Thought was, if you just have to import it once (or it doesn’t have to be part of your application), don’t bother with Xojo and just do it from the SQLite command line.

I keep getting request like this to add features for other clients from time to time.
That said, I did end up using the Mac OS Split command which is super simple.
Split -l 1000000 filename.
This will split the file ever million LINES (so I don’t need to worry about line endings)
It’s similar to ReadLine with a text input stream in that it won’t break a line of data (record).
Split -b would break on a number of bytes - that WOULD split a record.
So the -l works like readline.

Now I just need to writer a loop that opens each CSV file, imports that chunk to the SQLite database.
Closes both.
Then does it again untill all the parts are processes.

The CSV Virtual Table

P.S.
Doing a “simple” split on a cvs file fails when a field contains the field character separator (comma or anything else).

Right. So the first thing to remember is that any file stream method that you use must have access to the amount of RAM for the amount of data that your app will hold in memory at any given time. Second we can pretty safely assume that you don’t have over 1TB of RAM unless you are working on a high performance server, so you’ll need to read in chunks as you mentioned. Next, that threshold that you reached is significant… 3GB. The amount of RAM that a single String or Text can hold is limited in size and depending on the OS could be right at this point.

My suggestion would be to start by using a TextInputStream to read each line, split it apart and add its data to the on-disk database. I clarify that because you’ll have the same problem with an in-memory database if it gets too large.

If that turns out to be too slow, you could use a BinaryStream to read chunks of data into RAM in chunks that are, let’s say, the size of 10 average lines and add them to a buffer. Than what you do is split the data into lines and process n-1 lines and put the last line back onto the buffer before reading and adding the next chunk. This is to allow you to deal with not getting the whole last line. This would most likely be faster, but you’ll have to take more care with text encodings.

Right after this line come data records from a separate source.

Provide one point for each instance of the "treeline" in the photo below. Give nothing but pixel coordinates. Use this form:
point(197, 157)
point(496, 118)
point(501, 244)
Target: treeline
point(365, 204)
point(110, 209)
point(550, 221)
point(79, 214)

Just out of curiosity, which platform are you running your app on, is your app 32 or 64-bit and how much RAM do you have?

1 Like

Oh, and you might squeeze a little more speed by compiling your app using Aggressive optimization if you’re using 64-bit.

Reading by line is very slow. I read one MB. Then I split the data by endOfLine. The last line remains as buffer and is added to the next MB.

Exactly right – read a buffer. I wrote a parser that does that and takes an optional buffer size (to include unlimited) and then ran some experiments:

Buffer 5M/624MB 2M/249.6MB 1M/124.8MB 500k/62.4MB 100k/12.5MB
Unlimited 193 50.95 22.02 9.68 1.77
2M 84.78 33.4 16.88 8.4 1.68
1M 85 33.47 16.7 8.47 1.73
500k 84.13 33.73 16.65 8.45 1.7
100k 83.85 33.15 16.6 8.25 1.65
50k 83.56 33.37 16.8 8.25 1.73
10k 84.35 33.38 16.78 8.4 1.67

where the file sizes in the header are rows/bytes and the cells are runtimes in seconds. Interestingly, the optimal size is somewhere near 100k.

The other things to watch out for are quoted fields (which may contain the delimiter) and multiline fields (which have to be quoted).